For example, what would be the result of sorting a list of 3 arrays: [[1, null, 2], [1, null, 3], [2, 3]]? [1, null, 2] is clearly less than [2, 3]. [1, null, 3] is also less than [2, 3]. Hence, [2, 3] goes last. Now, which of [1, null, 2], and [1, null, 3] goes first? This cannot be decided because it depends on what is that unknown value (NULL). It can be [1, 1, 2] vs. [1, 3, 3] or [1, 3, 2] vs. [1, 1, 3]. It is not possible to produce a sorted list of arrays if some of the arrays cannot be compared (e.g. comparator returns NULL).

For scalar values, a solution to this problem is to specify whether NULL values come first or last in the sorted list. This works because there is a single scalar value that doesn’t compare to other values (NULL). This solution doesn’t work for arrays because there are many values that do not compare to each other and therefore we cannot simply say that every value that compares as NULL goes first or last. In the example above, we can’t define whether the result should be [[1, null, 2], [1, null, 3], [2, 3]] or [[1, null, 3], [1, null, 2], [2, 3]] and having non-deterministic sort is… not very useful.

A possible solution is to say that sorting arrays that contain nulls is not supported and throw an exception if one or more arrays in the list contain nulls. The complete semantics than would be the following:

  • Comparing two arrays (=, <, >, <=, >=) returns true, false, or NULL (see details above).
  • Sorting lists of arrays is supported as long as none of the arrays contains a null (an array can be null, but cannot contain a null).

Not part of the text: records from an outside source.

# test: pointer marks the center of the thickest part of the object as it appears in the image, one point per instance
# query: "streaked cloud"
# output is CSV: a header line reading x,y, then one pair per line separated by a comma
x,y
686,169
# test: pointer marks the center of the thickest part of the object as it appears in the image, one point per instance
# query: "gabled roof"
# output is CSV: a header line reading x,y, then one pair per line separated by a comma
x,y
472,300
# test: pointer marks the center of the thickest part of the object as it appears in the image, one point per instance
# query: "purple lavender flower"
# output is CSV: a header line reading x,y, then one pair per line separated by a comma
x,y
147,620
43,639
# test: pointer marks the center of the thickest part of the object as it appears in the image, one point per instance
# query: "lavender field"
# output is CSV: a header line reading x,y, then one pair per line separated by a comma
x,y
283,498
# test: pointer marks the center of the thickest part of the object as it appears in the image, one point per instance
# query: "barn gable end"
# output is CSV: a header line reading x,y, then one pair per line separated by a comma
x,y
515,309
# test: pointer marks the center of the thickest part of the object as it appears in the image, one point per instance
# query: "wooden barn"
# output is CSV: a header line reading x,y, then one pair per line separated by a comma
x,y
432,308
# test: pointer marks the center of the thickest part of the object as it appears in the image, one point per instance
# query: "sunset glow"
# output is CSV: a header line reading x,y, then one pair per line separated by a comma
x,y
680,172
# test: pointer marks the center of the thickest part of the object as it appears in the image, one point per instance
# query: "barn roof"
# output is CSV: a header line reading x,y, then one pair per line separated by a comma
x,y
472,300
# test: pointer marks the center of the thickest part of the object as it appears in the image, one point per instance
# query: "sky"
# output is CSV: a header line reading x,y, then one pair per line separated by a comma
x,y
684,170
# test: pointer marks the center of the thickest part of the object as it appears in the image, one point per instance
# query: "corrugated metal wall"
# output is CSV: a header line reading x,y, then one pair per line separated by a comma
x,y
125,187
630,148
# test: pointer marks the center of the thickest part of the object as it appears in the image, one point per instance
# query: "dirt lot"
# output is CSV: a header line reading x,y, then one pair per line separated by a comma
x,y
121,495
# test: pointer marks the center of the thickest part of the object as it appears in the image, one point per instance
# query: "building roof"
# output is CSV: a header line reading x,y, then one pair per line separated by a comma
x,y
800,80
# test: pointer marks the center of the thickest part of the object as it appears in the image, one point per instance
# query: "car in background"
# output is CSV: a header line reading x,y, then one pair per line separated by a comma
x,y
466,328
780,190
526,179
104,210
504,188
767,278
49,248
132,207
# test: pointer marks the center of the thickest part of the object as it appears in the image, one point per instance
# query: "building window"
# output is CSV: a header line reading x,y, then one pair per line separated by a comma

Sorting uses < comparison defined above.

@duanmeng Thank you for sharing Spark results for array comparison. Is this the case that Spark never returns a NULL (if neither arrays are NULL)?

@mbasmanova I believe so.

It seems that current Velox behavior doesn’t match Spark semantics either. I also see that Spark doesn’t register equalto function for complex types.

I am not sure about this, I will investigate it.

@mbasmanova It seems that the null-handing mode is NoStop in Spark, while Presto applies a mix of NoStop and StopAtNull modes.

scala> spark.sql("select array(1, null, 3) = array(1, 2, 3)").show()
+------------------------------------+                                          
|(array(1, NULL, 3) = array(1, 2, 3))|
+------------------------------------+
|                               false|
+------------------------------------+

scala> spark.sql("select array(1, null, 3) = array(1, 2)").show()
+---------------------------------+                                             
|(array(1, NULL, 3) = array(1, 2))|
+---------------------------------+
|                            false|
+---------------------------------+

scala> spark.sql("select array(1, null, 3) = array(1, null, 3)").show()
+---------------------------------------+                                       
|(array(1, NULL, 3) = array(1, NULL, 3))|
+---------------------------------------+
|                                   true|
+---------------------------------------+

scala> spark.sql("select array(1, null, 3) = array(1, null, 2)").show()
+---------------------------------------+
|(array(1, NULL, 3) = array(1, NULL, 2))|
+---------------------------------------+
|                                  false|
+---------------------------------------+